Updating an array of immutables -- unnecessary (?) memory allocation

I’m trying to update an array comprising a simple immutable type using the macro @set! from Setfield.j, see the following simple example:

using Setfield
struct A
    a::Int64
    b::Int64
end
a_array=[A(2,2) for i in range(1,10)]
function update_me(a_array)
    len_a=length(a_array)
    for i in range(1,100000)
        pos=rand(1:len_a)
        new_a=rand(1:10)
        @set! a_array[pos].a=new_a
    end
end
@time update_me(a_array)
@time update_me(a_array)
0.036304 seconds (303.41 k allocations: 6.284 MiB)
0.025393 seconds (300.00 k allocations: 6.104 MiB, 25.07% gc time)

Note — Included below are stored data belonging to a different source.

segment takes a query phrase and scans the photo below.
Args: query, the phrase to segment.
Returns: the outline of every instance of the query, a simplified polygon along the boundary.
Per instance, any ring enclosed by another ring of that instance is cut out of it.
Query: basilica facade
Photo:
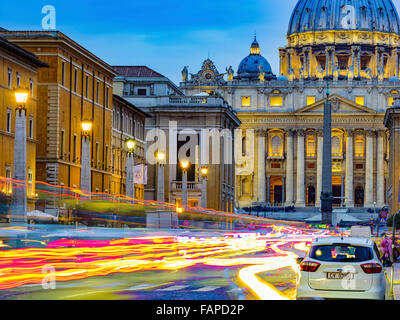
[[[278,75],[256,38],[236,72],[220,73],[210,59],[195,74],[182,71],[185,94],[223,96],[242,123],[236,204],[320,206],[329,99],[334,205],[386,205],[392,186],[383,122],[400,95],[400,19],[392,1],[299,0],[287,45],[277,51]]]

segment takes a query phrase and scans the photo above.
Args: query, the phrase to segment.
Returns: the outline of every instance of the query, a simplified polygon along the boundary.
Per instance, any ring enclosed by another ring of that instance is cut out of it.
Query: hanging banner
[[[147,166],[138,164],[133,167],[133,181],[135,184],[147,184]]]

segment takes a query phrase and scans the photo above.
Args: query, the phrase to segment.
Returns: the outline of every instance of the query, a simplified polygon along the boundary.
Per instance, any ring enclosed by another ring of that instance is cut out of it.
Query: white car
[[[388,277],[370,238],[316,238],[298,263],[299,300],[389,298]]]

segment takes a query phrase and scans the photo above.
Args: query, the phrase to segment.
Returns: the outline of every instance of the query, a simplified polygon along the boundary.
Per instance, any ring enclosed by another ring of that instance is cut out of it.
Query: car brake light
[[[315,272],[321,264],[318,262],[303,261],[300,263],[300,270],[305,272]]]
[[[381,273],[382,266],[379,263],[366,263],[362,264],[361,268],[365,273]]]

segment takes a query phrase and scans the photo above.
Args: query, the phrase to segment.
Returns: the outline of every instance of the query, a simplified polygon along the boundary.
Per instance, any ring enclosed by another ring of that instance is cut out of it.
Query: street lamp
[[[82,191],[91,191],[90,172],[90,135],[93,123],[90,120],[83,120],[82,127],[82,150],[81,150],[81,186]]]
[[[157,159],[157,201],[164,202],[164,160],[165,153],[158,151],[156,154]]]
[[[187,169],[189,168],[189,161],[182,160],[181,168],[182,168],[182,205],[188,205],[188,186],[187,186]]]
[[[126,140],[126,148],[128,149],[127,156],[126,156],[126,196],[130,198],[135,197],[135,177],[133,175],[133,166],[134,163],[134,154],[133,151],[136,146],[136,142],[133,139]]]
[[[202,184],[201,184],[201,207],[207,208],[207,175],[208,168],[201,168]]]
[[[17,103],[15,116],[14,134],[14,181],[24,181],[26,183],[26,102],[28,101],[29,90],[17,88],[14,90],[15,101]],[[13,187],[11,222],[26,223],[27,211],[27,190],[24,188]]]

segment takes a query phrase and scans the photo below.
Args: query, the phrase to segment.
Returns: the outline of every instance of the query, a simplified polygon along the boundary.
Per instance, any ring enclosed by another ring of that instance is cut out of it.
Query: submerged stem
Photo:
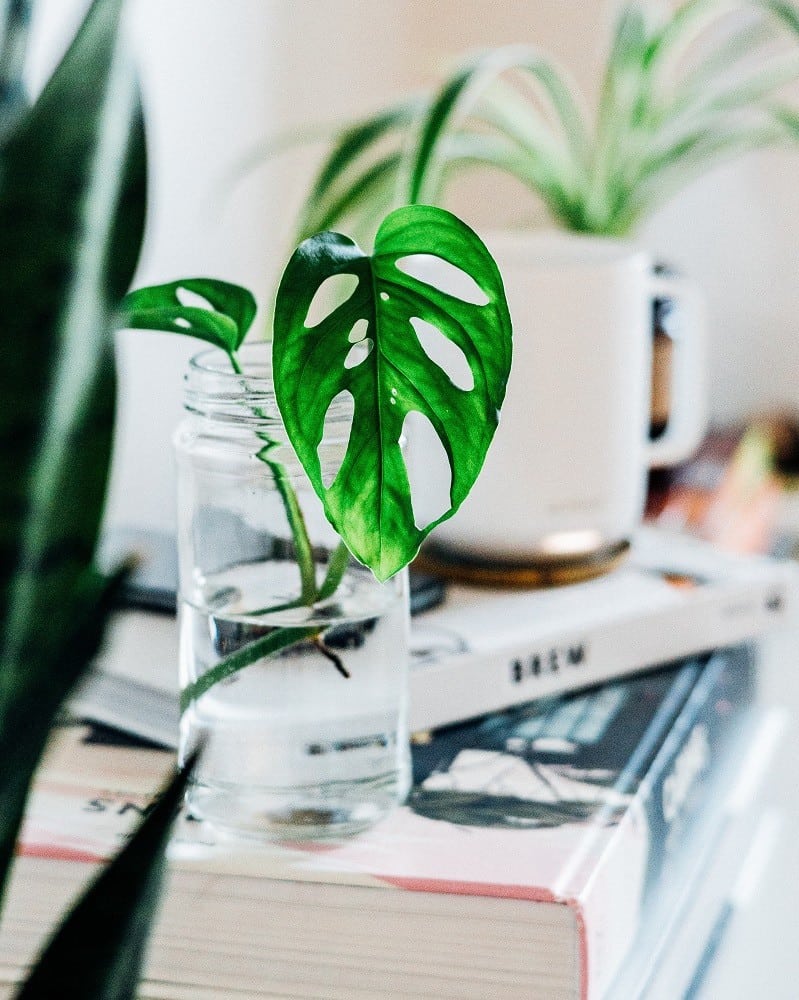
[[[321,637],[321,635],[315,636],[313,639],[311,639],[311,642],[314,644],[314,646],[316,646],[316,648],[319,650],[322,656],[326,656],[327,659],[330,660],[330,662],[333,664],[336,670],[338,670],[338,672],[341,674],[342,677],[346,677],[347,680],[350,679],[350,672],[344,666],[344,661],[341,659],[338,653],[334,653],[329,646],[325,645],[325,641]]]
[[[244,667],[249,667],[256,660],[262,660],[273,653],[279,653],[280,650],[288,649],[289,646],[294,646],[306,639],[317,639],[318,637],[319,629],[309,626],[308,628],[279,628],[270,632],[269,635],[255,639],[235,653],[231,653],[230,656],[226,656],[224,660],[214,664],[196,681],[187,685],[180,693],[180,711],[185,712],[193,701],[197,701],[215,684],[238,673]]]
[[[243,375],[244,372],[235,352],[231,351],[228,356],[233,371],[237,375]],[[257,417],[265,416],[263,411],[258,407],[253,408],[253,413]],[[269,457],[269,453],[277,447],[277,442],[267,434],[258,434],[258,437],[264,442],[264,447],[258,452],[257,458],[265,465],[268,465],[272,472],[275,486],[283,501],[292,538],[294,539],[294,549],[297,554],[297,565],[300,571],[300,596],[293,601],[286,601],[271,608],[260,608],[257,611],[250,612],[253,615],[268,614],[270,612],[285,611],[305,606],[310,607],[317,601],[332,597],[344,578],[350,558],[347,546],[344,542],[339,542],[328,560],[327,572],[325,573],[322,586],[317,588],[313,548],[308,535],[308,528],[305,524],[305,517],[302,513],[300,502],[297,499],[297,493],[291,485],[291,480],[286,473],[285,466]],[[288,649],[299,642],[308,640],[313,643],[324,657],[333,663],[342,677],[349,678],[350,673],[344,666],[341,657],[325,645],[318,626],[277,628],[270,632],[269,635],[255,639],[235,653],[231,653],[230,656],[226,656],[214,664],[210,670],[207,670],[202,676],[198,677],[192,684],[185,687],[180,695],[181,712],[185,712],[192,702],[197,701],[198,698],[215,684],[238,673],[239,670],[250,666],[256,660],[264,659],[281,650]]]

It appears that @set! allocates a considerable amount of memory? Is that expected?
I can switch to a mutable type, but it has a larger memory footprint.

Is there a way to update the above array without a memory allocation penalty? or alternatively, reduce the amount of memory allocated for a mutable type?

The allocations are coming from Setfield.jl itself because it’s trying to be a bit too clever. Inside the function called by @set!, it does:

    if applicable(setindex!, obj, val, l.indices)
        setindex!(obj, val, l.indices...)
    else
        set(l, obj, val, ForbidMutation())
    end

and that applicable() check allocates memory:

julia> @btime applicable($setindex!, $a_array, 6, $(5,))
  33.843 ns (2 allocations: 32 bytes)
true

This kind of reflection inside the inner loop of your algorithm is going to be pretty expensive.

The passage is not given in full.